Recycled human pancreas could be used to develop artificial pancreas system

Recycling unused human pancreas material from organ donors could aid the development of artificial pancreas systems, according to new research.
The study, conducted at Wake Forest Baptist Medical Centre’s Institute for Regenerative Medicine, North Carolina, could provide a reliable technique for developing a fully-functioning artificial pancreas.
It is estimated that around 25 per cent of donated pancreata cannot be used. There can be several reasons for this, including defects in the pancreas and unsuitability for patients. The researchers wondered if these unused human pancreata could be used as the basis for a bio-artificial pancreas.
“We see these unused organs as potential ‘hardware,'” said lead author Giuseppe Orlando, a transplant surgeon and regenerative medicine researcher. “The ‘software’ would be the patient’s own cells, so that there would be no issues with rejection. We believe that this research represents the first critical step toward a fully human-derived artificial pancreas.”
To test their hypothesis, the researchers first washed the unused organs in detergent, which removes all the cells. This process is called decellularisation. They did this to 25 human pancreata. Despite the decellularisatio, growth factors and blood vessel framework remain intact. This was a positive result; it suggested that the hypothesis – that unused pancreata could be used a platform to create an artificial pancreas – might be correct.

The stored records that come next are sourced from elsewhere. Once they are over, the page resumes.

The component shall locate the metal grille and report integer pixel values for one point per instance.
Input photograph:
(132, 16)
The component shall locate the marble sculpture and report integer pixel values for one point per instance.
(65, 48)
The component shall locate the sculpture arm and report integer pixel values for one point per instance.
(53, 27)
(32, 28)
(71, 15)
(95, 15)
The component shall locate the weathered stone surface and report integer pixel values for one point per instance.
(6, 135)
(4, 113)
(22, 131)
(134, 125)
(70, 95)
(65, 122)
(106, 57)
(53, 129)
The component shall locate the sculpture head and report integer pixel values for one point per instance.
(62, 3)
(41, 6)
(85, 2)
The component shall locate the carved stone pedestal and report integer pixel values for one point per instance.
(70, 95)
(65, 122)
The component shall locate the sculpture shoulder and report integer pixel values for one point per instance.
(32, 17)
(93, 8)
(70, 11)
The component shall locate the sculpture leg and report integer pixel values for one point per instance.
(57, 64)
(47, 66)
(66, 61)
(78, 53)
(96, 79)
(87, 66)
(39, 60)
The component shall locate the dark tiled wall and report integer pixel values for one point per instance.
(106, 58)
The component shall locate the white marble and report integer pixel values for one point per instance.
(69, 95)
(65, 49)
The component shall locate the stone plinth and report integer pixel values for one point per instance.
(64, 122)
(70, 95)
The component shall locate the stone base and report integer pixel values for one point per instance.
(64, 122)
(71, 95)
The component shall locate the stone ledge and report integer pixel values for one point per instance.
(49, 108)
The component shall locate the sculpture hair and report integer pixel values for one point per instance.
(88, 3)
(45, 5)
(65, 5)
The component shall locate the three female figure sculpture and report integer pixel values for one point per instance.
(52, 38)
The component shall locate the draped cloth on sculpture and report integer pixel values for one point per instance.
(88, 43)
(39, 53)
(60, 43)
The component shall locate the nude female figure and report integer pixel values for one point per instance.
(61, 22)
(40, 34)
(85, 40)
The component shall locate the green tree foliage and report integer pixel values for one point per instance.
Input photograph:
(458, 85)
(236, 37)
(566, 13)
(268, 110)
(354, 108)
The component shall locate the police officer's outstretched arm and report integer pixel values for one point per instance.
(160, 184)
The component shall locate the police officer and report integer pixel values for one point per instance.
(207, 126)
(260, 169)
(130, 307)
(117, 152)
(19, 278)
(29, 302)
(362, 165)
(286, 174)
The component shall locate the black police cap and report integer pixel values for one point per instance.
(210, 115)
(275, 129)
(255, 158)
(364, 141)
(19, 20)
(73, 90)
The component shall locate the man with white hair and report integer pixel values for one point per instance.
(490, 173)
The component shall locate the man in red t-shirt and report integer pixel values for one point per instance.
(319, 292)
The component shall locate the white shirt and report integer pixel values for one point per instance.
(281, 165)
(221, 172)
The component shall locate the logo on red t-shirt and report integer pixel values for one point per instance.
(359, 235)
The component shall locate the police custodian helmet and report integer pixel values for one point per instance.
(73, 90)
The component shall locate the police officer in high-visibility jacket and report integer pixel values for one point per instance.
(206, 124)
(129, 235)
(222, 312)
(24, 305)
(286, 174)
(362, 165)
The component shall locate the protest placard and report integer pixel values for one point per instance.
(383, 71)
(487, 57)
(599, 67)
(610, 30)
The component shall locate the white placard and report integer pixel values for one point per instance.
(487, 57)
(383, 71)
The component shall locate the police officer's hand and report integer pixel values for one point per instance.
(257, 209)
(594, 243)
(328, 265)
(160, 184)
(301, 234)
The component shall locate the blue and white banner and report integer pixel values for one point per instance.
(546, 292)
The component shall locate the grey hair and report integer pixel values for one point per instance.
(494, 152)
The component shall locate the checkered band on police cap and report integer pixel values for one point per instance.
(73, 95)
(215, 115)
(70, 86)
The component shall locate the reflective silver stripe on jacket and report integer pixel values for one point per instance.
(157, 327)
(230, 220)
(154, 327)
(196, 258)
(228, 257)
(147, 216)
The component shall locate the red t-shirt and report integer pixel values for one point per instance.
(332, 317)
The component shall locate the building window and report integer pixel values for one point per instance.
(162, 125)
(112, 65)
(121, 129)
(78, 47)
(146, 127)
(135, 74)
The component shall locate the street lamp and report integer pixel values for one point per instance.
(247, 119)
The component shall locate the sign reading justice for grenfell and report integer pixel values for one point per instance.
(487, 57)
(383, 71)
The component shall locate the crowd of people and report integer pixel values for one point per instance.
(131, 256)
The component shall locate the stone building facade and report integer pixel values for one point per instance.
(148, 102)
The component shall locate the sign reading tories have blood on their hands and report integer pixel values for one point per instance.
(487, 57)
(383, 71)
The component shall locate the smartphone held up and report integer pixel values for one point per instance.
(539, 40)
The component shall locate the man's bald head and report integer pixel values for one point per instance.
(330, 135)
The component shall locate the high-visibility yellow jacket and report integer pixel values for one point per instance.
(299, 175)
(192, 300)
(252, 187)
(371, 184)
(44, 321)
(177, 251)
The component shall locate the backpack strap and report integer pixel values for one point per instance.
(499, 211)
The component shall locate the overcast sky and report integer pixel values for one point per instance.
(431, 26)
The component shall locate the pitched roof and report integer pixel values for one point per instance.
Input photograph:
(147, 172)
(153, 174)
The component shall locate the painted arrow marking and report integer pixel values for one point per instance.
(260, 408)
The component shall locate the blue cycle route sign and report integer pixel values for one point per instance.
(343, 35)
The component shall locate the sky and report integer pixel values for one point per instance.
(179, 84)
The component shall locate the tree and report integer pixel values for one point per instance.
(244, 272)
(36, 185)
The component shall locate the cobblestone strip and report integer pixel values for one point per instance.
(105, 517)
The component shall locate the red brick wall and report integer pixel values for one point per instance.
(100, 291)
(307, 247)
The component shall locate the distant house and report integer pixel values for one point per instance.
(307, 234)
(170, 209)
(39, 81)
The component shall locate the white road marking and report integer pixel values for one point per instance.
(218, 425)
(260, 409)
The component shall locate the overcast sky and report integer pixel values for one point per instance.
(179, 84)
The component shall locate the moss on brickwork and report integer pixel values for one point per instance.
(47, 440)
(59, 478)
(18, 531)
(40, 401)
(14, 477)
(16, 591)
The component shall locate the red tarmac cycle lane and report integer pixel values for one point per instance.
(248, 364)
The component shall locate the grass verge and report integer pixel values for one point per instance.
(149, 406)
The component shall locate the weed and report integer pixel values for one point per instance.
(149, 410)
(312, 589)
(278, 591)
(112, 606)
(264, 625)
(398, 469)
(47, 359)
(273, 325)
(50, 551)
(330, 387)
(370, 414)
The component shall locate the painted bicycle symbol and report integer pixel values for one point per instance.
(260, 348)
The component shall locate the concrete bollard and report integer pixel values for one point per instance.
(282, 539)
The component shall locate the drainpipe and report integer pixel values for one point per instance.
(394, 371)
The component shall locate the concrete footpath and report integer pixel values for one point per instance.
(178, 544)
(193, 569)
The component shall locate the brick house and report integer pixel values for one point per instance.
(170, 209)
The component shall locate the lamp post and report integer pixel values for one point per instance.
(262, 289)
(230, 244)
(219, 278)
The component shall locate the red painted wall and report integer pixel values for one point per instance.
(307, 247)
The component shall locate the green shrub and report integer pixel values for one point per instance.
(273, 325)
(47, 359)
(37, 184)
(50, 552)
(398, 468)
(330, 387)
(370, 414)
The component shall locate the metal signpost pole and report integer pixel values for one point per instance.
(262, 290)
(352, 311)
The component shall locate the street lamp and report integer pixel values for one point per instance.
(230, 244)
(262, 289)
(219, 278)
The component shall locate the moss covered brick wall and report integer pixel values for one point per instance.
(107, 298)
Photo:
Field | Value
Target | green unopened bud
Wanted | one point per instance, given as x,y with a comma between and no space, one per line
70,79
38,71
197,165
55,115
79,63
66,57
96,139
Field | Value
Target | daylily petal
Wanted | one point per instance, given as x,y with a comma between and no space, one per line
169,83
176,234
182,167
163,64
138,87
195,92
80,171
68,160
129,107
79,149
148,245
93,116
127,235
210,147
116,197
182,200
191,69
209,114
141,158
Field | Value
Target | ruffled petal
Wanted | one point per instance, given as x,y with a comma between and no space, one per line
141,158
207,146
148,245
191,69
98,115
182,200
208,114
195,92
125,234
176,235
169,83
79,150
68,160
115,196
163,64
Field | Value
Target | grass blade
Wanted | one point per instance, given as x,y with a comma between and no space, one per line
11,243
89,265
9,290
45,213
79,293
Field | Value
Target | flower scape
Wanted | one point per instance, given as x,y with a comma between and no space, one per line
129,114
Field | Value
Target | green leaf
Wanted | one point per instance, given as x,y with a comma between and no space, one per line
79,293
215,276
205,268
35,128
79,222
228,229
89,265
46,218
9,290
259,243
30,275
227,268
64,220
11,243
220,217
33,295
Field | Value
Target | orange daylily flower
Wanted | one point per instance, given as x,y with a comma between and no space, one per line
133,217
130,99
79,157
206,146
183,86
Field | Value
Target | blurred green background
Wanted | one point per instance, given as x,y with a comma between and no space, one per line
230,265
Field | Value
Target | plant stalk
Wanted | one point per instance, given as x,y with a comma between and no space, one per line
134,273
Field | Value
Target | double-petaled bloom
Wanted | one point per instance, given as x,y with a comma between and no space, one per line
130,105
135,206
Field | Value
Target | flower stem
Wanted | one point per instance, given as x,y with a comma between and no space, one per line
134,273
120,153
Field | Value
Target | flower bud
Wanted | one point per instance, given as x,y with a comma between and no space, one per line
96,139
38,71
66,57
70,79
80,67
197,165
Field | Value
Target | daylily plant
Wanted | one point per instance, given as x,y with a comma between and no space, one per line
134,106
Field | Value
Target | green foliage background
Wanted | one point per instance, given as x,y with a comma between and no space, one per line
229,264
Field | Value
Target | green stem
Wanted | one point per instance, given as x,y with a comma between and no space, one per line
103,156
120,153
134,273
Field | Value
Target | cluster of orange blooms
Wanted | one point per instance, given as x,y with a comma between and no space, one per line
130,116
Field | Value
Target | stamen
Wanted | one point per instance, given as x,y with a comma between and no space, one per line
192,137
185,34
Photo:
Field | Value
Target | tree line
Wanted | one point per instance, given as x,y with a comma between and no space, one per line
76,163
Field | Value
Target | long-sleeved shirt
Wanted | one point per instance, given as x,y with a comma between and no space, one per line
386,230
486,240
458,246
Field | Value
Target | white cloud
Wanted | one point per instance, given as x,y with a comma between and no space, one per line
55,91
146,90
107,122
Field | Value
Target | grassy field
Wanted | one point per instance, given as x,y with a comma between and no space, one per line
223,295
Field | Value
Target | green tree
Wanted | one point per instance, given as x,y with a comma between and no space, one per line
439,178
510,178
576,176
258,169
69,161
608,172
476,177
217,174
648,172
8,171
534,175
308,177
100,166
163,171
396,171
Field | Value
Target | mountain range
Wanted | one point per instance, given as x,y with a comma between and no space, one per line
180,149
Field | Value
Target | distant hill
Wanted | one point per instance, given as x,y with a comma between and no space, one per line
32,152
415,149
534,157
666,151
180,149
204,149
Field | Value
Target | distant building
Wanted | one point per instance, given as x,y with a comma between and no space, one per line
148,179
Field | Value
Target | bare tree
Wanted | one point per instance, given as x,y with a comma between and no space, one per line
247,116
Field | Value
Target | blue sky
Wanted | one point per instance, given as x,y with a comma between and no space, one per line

The next step was to see if these functioning organ structures were compatible with the cells of individual patients. They placed two types of cells on the decellularised organ structures: insulin-producing and endothelial cells. The cells attached and functioned properly.
Then the researchers tested whether the new structures could grow blood vessels, by placing small samples in chicken eggs. Again, the experiment was successful. Even more promising, the structures were not rejected by the immune system. This would be a significant breakthrough: currently, people with type 1 diabetes who receive islet cell transplants need to take immunosuppressant drugs to stop their immune system from rejecting the new cells. In this case, the organ structures regulated the immune system.
“The early results are encouraging and pave the way for further investigations to understand the interactions between the organ structures and cells and to identify the optimal cell type to achieve complete regeneration of the endothelium and islets,” said Orlando.
The findings will be published in the Annals of Surgery.